Mark Morial, president and CEO of the National Urban League
Michael F. Molesky, senior financial economist
Mike Calhoun, president of the Center for Responsible Lending (CRL)
The proposed housing finance legislation would impose great harm on affordable housing efforts and the overall housing market. Proponents of the legislation do not address the damage the proposal would do by repealing the existing structural protections for equitable housing access for all areas of the country, all lenders, and all credit-worthy borrowers. In addition, their cost projections for the proposed system use assumptions heavily tilted toward the proposed system. When these are corrected, the cost of the proposed system is much higher, and its affordable housing program far less effective.
The current system, which was substantially reformed by the Housing and Economic Recovery Act of 2008, requires that those benefiting from government backing serve the public interest through enforceable obligations.
The proposed system weakens the housing market:
- Repeals existing protections and incentivizes an increased number of new guarantors to maximize the benefit to themselves by serving the most lucrative areas of the country, the largest lenders, and the wealthiest borrowers.
- Harms affordable housing repealing the duty to serve all credit-worthy borrowers, enforceable housing goals, and built-in equitable pricing for a far less effective proposed fee and unenforceable general aspirations to serve the full market.
- Seriously undermines fair lending by insulating the new guarantors from review of whom they serve by blocking review of their practices, leaving them to the “business judgment” of the new guarantors.
- Introduces huge risks to the overall housing market with its doubtful structure of guarantors with few and unenforceable duties.
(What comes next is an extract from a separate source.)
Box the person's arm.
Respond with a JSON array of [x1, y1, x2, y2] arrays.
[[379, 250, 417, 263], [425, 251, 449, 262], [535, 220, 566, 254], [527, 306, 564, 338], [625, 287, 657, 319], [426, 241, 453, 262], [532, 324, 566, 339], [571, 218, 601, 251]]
The proposed system will also increase costs:
- Provides less cross-subsidy to underserved borrowers than the current system. For a representative mortgage market like 2001, the average subsidy per loan is just over 8 bps in the proposed system, down from the over 15 bps subsidy provided in the current system.
- Increases G Fees, after correcting assumptions about the current and proposed system. When correcting assumptions about capital costs, funding costs, the Market Access Fund and the return on capital held, the propose system results in a G Fee that is 32.2 bps higher, rather than the 3.7 bps increase described in the proposal.
- Increases, not decreases, the average mortgage interest rate. After correcting assumptions about G Fees and the value of a government guarantee, the proposed system will result in a 22 bps increase in the average mortgage interest rate rather than the claimed 16 bps decrease.
It would be far better to continue ongoing housing finance reform based on a model of guarantors with a strong public interest duty and rigorous oversight to ensure that duty is safely fulfilled and protects taxpayers.